No centro da trama está um jovem ambicioso, dividido entre o fervor romântico e o cálculo político, em plena França pós-napoleônica. Sua trajetória é menos sobre as escolhas morais do herói do que sobre os dilemas de uma sociedade que balança entre tradição e modernidade, fé e hipocrisia, desejo e manipulação. As páginas são densas em análise psicológica, pontuadas por uma ironia fina e parágrafos que não têm pressa alguma de chegar ao ponto. Enquanto o protagonista tenta escalar as rígidas hierarquias sociais, o leitor tenta não escorregar em digressões que beiram o ensaio sociológico. Há, sim, intensidade, intriga e até escândalo, mas tudo servido com uma colherada generosa de descrição de interiores, tanto das salas quanto das almas. Persistir é possível, mas exige nervos firmes e nenhuma expectativa de ação frenética.

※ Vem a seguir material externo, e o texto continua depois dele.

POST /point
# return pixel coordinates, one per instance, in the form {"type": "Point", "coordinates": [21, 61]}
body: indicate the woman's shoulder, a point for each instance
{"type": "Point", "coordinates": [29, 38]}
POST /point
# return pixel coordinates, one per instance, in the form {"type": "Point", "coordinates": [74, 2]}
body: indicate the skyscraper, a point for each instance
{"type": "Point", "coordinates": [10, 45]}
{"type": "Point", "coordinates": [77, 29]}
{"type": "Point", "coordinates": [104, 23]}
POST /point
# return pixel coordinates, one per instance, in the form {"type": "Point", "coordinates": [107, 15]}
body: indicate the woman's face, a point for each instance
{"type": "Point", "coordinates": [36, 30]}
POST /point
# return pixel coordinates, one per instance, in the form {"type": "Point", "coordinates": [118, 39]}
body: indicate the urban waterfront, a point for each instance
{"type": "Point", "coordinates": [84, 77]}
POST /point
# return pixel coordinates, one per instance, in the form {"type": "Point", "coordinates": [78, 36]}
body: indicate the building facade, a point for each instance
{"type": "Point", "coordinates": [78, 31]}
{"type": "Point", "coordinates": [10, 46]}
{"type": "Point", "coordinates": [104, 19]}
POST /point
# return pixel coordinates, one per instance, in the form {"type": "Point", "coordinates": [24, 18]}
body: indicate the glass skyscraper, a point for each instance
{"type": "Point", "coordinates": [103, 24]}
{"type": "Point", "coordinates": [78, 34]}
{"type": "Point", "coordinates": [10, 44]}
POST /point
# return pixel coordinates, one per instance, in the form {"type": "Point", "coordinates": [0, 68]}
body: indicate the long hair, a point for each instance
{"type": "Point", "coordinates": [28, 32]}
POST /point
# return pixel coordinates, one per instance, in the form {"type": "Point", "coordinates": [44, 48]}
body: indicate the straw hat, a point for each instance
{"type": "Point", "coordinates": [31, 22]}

O épico que moldou a literatura portuguesa é uma explosão de erudição clássica, patriotismo marítimo e versos decassílabos que fazem o Google parecer necessário a cada estrofe. Mistura de odisseia imperial com tratado mitológico, conta as façanhas de navegadores lusos como se fossem deuses em missão divina, ou, no mínimo, figuras destinadas à glória (e à glória textual também). Cada canto é uma celebração da língua, mas também um labirinto de construções inversas, latinismos e alusões que pedem mais do que apenas atenção: exigem resistência linguística. Mesmo com monstros marinhos, tempestades e deuses que aparecem com frequência dramática, a leitura caminha no ritmo de uma nau sobrecarregada. Magnífico? Sem dúvida. Releitura por vontade própria? Só se for por puro amor à métrica e ao salitre das glórias passadas.

Imagine um romance que se propõe a dissecar, com minúcia clínica e ritmo glacial, o colapso de uma sociedade imperial em meio à apatia moral e ao excesso de pensamento. Agora, multiplique isso por mil páginas. O protagonista, desprovido de convicções fortes, é o espelho de uma era em suspensão, onde as ideias se sobrepõem aos atos e os personagens, embora intensamente discutam, raramente fazem algo. É uma narrativa intelectual até os ossos, onde cada capítulo pode ser uma aula de filosofia, sociologia e matemática existencial. O autor não está com pressa, nem deseja agradar: quer investigar o que há de vazio por trás da civilização. O problema é que, para o leitor, esse vazio pode parecer, em certos momentos, um buraco negro narrativo, que suga o tempo, a energia e a memória do que aconteceu no capítulo anterior.

Mistura de épico histórico, drama familiar e tratado filosófico, esse romance é como um continente inteiro disfarçado de livro. São centenas de personagens, batalhas descritas com detalhes clínicos e cenas domésticas que, em contraste, parecem repousos à beira do campo de guerra. A complexidade narrativa é grandiosa: alterna marchas napoleônicas e dilemas interiores com fluidez, mas também com a generosidade de quem acha que o leitor nunca vai querer parar. Tolstói escreve como se cada pensamento valesse um tratado, e cada gesto devesse ser examinado por três gerações. O resultado é deslumbrante, e exaustivo. Reler pode até ser um projeto de vida, mas, convenhamos, há mais chances de nos tornarmos generais russos do que de repetirmos essa jornada voluntariamente.